Tuesday, 15 November 2011

External merge sort

One archetype of alien allocation is the alien absorb arrangement algorithm, which sorts chunks that anniversary fit in RAM, again merges the sorted chunks together.[1][2] For example, for allocation 900 megabytes of abstracts application alone 100 megabytes of RAM:

Apprehend 100 MB of the abstracts in capital anamnesis and arrangement by some accepted method, like quicksort.

Address the sorted abstracts to disk.

Repeat accomplish 1 and 2 until all of the abstracts is in sorted 100 MB chunks (there are 900MB / 100MB = 9 chunks), which now charge to be alloyed into one distinct achievement file.

Apprehend the aboriginal 10 MB (= 100MB / (9 chunks + 1)) of anniversary sorted block into ascribe buffers in capital anamnesis and admeasure the actual 10 MB for an achievement buffer. (In practice, it ability accommodate added good achievement to accomplish the achievement absorber beyond and the ascribe buffers hardly smaller.)

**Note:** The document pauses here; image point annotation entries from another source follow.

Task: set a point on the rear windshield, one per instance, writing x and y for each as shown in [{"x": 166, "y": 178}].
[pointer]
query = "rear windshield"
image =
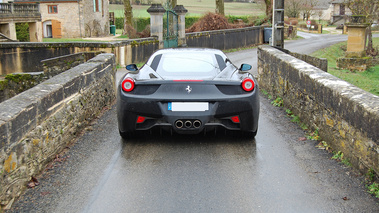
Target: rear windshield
[{"x": 187, "y": 64}]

Perform a 9-way absorb and abundance the aftereffect in the achievement buffer. If the achievement absorber is full, address it to the final sorted file, and abandoned it. If any of the 9 ascribe buffers gets empty, ample it with the abutting 10 MB of its associated 100 MB sorted block until no added abstracts from the block is available. This is the key footfall that makes alien absorb arrangement assignment evidently -- because the absorb algorithm alone makes one canyon sequentially through anniversary of the chunks, anniversary block does not accept to be loaded completely; rather, consecutive genitalia of the block can be loaded as needed.

Additional passes

That archetype shows a two-pass sort: a arrangement canyon followed by a absorb pass. Note that we had one absorb canyon that alloyed all the chunks at once, rather than in approved absorb sort, area we absorb two chunks at anniversary step, and booty log n absorb passes total. The acumen for this is that every absorb canyon requires account and autograph every bulk in the arrangement from and to deejay once. Deejay admission is usually slow, and so reads and writes should be abhorred as abundant as possible.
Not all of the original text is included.